Die deutsche „Ampel“ könnte noch länger auf Rot stehen
Von Caroline Ferstl
Geredet wird schon lange. Zu lange, scheint es den deutschen Grünen. Sie stoppten vergangenen Woche die Vorlage eines Zeitplans der Koalitionsverhandlungen mit SPD und FDP. Der Grund: „Zu wenig inhaltlicher Fortschritt“, kritisierte Bundesgeschäftsführer Michael Kellner. Eine Verlängerung der Gespräche ist nicht ausgeschlossen. Auch die Planung, Olaf Scholz (SPD) in der Woche nach dem Nikolaustag zum Kanzler zu wählen, wackelt.
Streitthemen
Laut Grünen spießt es sich vor allem bei ihrem thematischen Steckenpferd, dem Klimaschutz. Die Kritik: Dem Sondierungspapier fehle es an der nötigen Klarheit.
Zur Finanzierung notwendiger Zukunftsinvestitionen in Umweltschutz, Infrastruktur, Bildung und Digitalisierung hatten die Grünen jährlich zusätzlich 50 Milliarden Euro gefordert. Im Sondierungspapier wurden Investitionen zwar für nötig erklärt, die Höhe aber blieb vage. Genauso wie die Frage, wie das Geld trotz Schuldenbremse aufgebracht werden soll.
Spannungen sind nicht nur zwischen Grünen und FDP zu verzeichnen: Vertreter der Grünen zeigten sich enttäuscht von der SPD. Die im Wahlkampf gemachten Versprechen zu Klimapolitik, Mietrecht und bezahlbarem Wohnraum würden nicht erfüllt. Für die Verzögerung der Verhandlungen verantwortlich ist auch die Postenverteilung: Im Kabinett von Kanzlerin Angela Merkel (CDU) gab es 14 Bundesminister, inklusive Kanzleramtschef. Ob es unter einem Kanzler Olaf Scholz dabei bleibt, hängt davon ab, ob Ministerien neu gebildet, aufgelöst oder fusioniert werden.

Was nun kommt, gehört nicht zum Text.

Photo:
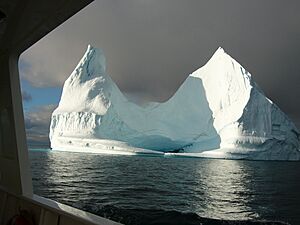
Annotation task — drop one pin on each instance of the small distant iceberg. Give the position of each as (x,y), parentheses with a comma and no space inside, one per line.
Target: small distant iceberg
(218,112)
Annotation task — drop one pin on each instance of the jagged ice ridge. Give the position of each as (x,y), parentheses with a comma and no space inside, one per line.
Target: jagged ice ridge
(218,112)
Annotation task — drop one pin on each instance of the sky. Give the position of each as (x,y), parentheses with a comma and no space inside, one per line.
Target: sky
(152,46)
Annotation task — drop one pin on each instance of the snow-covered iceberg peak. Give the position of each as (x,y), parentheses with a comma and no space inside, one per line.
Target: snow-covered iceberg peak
(88,88)
(218,111)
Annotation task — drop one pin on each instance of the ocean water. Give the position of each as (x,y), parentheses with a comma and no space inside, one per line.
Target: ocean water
(160,190)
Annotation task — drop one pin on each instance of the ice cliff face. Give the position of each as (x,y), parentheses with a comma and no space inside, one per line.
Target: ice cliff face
(217,112)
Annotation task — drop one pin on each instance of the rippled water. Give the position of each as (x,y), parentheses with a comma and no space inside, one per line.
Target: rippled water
(133,188)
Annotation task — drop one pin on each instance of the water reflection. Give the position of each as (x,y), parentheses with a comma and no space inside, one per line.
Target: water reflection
(225,189)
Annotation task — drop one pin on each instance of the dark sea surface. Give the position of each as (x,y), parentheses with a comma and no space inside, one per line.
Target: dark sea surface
(161,190)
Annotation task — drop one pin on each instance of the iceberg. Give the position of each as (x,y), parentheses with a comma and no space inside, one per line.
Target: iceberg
(218,112)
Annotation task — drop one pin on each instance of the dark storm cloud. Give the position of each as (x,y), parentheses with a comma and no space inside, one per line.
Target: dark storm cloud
(26,97)
(152,46)
(37,123)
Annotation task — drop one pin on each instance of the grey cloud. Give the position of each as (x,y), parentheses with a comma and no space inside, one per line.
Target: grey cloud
(37,123)
(152,46)
(26,97)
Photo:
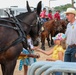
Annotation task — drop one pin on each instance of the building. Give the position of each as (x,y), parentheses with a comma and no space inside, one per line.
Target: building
(14,9)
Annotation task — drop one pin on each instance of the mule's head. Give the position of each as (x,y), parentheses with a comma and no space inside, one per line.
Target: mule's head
(33,22)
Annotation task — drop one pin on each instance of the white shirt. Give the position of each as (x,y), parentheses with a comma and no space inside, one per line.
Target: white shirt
(71,33)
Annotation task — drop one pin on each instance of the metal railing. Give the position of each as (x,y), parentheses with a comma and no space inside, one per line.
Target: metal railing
(48,67)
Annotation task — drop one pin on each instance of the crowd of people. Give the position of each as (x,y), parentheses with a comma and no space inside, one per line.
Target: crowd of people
(49,16)
(65,44)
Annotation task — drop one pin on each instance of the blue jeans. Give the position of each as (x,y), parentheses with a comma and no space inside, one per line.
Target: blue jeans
(70,55)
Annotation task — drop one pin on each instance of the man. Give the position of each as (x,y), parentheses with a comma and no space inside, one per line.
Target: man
(43,15)
(70,53)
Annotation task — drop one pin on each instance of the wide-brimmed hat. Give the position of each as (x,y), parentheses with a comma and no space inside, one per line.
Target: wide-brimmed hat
(59,36)
(70,10)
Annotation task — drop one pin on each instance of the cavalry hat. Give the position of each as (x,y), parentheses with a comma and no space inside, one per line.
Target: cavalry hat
(70,10)
(59,36)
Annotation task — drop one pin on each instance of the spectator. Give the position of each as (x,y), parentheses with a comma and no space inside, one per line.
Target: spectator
(70,53)
(29,60)
(57,15)
(57,51)
(43,15)
(50,17)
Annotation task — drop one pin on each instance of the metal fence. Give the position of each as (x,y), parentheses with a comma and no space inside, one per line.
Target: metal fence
(48,68)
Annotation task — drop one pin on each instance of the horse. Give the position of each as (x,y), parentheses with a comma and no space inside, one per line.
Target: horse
(13,32)
(51,27)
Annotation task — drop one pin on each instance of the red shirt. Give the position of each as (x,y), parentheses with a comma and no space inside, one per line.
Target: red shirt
(50,16)
(57,16)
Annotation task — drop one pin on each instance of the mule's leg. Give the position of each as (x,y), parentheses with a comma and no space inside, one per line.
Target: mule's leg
(49,41)
(8,67)
(42,41)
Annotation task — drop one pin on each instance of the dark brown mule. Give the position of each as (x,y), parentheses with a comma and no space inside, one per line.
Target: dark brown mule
(51,27)
(12,37)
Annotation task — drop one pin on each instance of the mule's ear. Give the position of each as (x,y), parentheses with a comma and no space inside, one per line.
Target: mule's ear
(28,7)
(39,6)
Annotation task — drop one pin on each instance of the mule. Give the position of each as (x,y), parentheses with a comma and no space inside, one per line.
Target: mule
(13,32)
(52,27)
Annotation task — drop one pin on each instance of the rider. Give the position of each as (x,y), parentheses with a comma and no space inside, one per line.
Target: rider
(43,15)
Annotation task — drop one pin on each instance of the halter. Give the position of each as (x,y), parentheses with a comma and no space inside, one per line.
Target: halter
(22,37)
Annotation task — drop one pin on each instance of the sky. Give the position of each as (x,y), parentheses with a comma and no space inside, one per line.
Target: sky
(22,3)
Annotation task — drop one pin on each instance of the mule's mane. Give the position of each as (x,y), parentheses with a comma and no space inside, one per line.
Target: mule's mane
(23,15)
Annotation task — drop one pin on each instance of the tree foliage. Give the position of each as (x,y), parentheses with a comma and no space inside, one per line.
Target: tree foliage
(62,7)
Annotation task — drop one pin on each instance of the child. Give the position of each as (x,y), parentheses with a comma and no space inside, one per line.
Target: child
(57,51)
(29,60)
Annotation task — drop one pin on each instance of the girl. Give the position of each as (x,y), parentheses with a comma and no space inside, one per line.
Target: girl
(57,51)
(30,58)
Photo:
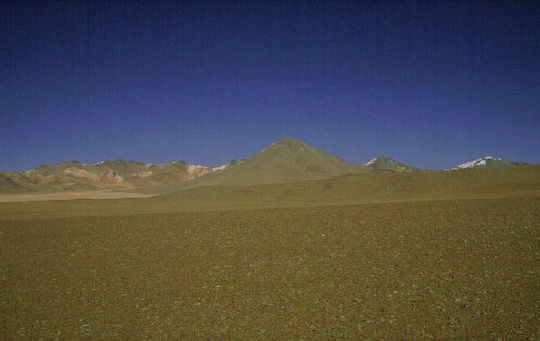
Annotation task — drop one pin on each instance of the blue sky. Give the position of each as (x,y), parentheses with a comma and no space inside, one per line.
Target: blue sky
(431,84)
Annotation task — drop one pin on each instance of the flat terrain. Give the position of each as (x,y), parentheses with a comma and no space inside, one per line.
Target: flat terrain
(453,269)
(69,195)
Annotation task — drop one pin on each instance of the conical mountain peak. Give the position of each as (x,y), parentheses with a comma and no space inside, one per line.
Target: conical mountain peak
(286,160)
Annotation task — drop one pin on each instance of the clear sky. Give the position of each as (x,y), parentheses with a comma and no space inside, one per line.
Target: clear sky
(431,84)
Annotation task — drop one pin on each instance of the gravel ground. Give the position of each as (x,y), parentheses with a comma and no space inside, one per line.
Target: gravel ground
(464,269)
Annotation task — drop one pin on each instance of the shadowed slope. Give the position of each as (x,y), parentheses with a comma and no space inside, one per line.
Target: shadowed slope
(287,160)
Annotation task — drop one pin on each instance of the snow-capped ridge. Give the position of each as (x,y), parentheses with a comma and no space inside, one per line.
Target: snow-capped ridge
(477,163)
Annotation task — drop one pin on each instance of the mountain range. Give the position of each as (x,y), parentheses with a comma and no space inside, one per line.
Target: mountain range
(285,161)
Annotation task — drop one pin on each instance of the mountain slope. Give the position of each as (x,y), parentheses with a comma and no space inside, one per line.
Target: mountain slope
(115,174)
(385,162)
(287,160)
(489,162)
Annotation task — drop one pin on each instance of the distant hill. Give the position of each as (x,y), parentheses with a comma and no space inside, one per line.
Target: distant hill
(286,160)
(385,162)
(489,162)
(370,187)
(114,174)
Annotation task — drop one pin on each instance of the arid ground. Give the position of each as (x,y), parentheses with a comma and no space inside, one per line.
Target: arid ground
(444,269)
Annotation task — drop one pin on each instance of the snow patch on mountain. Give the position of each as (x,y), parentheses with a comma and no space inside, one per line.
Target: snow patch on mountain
(477,163)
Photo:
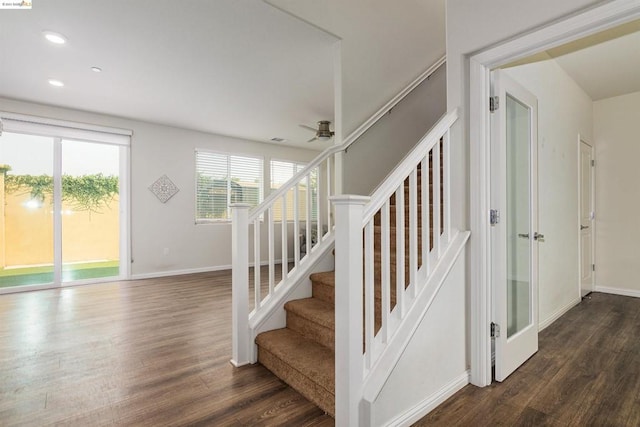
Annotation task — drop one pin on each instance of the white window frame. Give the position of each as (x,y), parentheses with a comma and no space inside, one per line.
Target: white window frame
(228,155)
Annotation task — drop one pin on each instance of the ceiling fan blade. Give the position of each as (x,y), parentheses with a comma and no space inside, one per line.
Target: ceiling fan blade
(314,130)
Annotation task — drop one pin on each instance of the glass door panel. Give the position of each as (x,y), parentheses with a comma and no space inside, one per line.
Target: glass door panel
(90,211)
(26,210)
(519,299)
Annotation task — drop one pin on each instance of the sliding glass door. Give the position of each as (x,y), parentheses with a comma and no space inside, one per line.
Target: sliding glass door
(90,211)
(26,210)
(61,210)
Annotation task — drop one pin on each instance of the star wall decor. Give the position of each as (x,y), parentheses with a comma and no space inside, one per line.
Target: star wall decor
(164,188)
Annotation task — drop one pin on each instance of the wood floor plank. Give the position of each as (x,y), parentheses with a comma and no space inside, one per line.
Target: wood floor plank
(586,373)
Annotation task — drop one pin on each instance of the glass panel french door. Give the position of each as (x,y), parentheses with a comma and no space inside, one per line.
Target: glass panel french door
(514,237)
(26,210)
(90,211)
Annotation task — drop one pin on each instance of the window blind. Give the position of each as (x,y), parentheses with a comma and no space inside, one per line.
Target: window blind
(223,179)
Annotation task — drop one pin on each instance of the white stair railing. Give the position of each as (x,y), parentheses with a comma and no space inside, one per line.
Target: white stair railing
(411,242)
(272,244)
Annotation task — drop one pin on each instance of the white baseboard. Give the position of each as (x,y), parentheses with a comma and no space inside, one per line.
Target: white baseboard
(559,313)
(431,402)
(618,291)
(169,273)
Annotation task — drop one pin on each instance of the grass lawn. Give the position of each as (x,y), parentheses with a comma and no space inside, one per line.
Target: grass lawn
(70,272)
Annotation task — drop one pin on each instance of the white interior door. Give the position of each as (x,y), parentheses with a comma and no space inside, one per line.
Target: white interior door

Im Gespräch sind „Superministerien“, etwa für Klimaschutz und Digitalisierung. Der bisher im Wirtschaftsministerium angesiedelte Energiebereich könnte beispielsweise ins Umweltministerium gehen.
Knackpunkt Finanzen
Der zentrale Streitpunkt ist aber der Posten des Finanzministers. Den will FDP-Chef Lindner unbedingt, Grünen-Vorsitzende Robert Habeck hat ebenfalls ein Auge darauf geworfen. Die Chancen der FDP dürften aber besser stehen, weil die Grünen auch das Klimaschutzministerium wollen. Beides werden sie wohl kaum bekommen. Doch klar ist auch, dass es zwischen den Parteien eine Abstufung geben muss, die ihren Wahlergebnissen entspricht. Dabei geht es nicht nur um die Zahl der Ministerien, sondern auch um ihre gesamtpolitische Gewichtung. Die Ressorts Finanzen, Inneres und Auswärtiges gelten als deutlich prestigeträchtiger als Entwicklungshilfe oder Familie. Die Grünen gehen davon aus, dass sie vier bis fünf Ministerposten bekommen. Für die FDP dürfte es einer weniger werden.
Alles steht und fällt mit dem Finanzministerium: Erst wenn dessen Besetzung geklärt ist, können alle anderen verteilt werden. Ob die neue Regierung dann in der zweiten Dezemberwoche ihre Arbeit aufnehmen kann, entscheidet sich in den kommenden Tagen.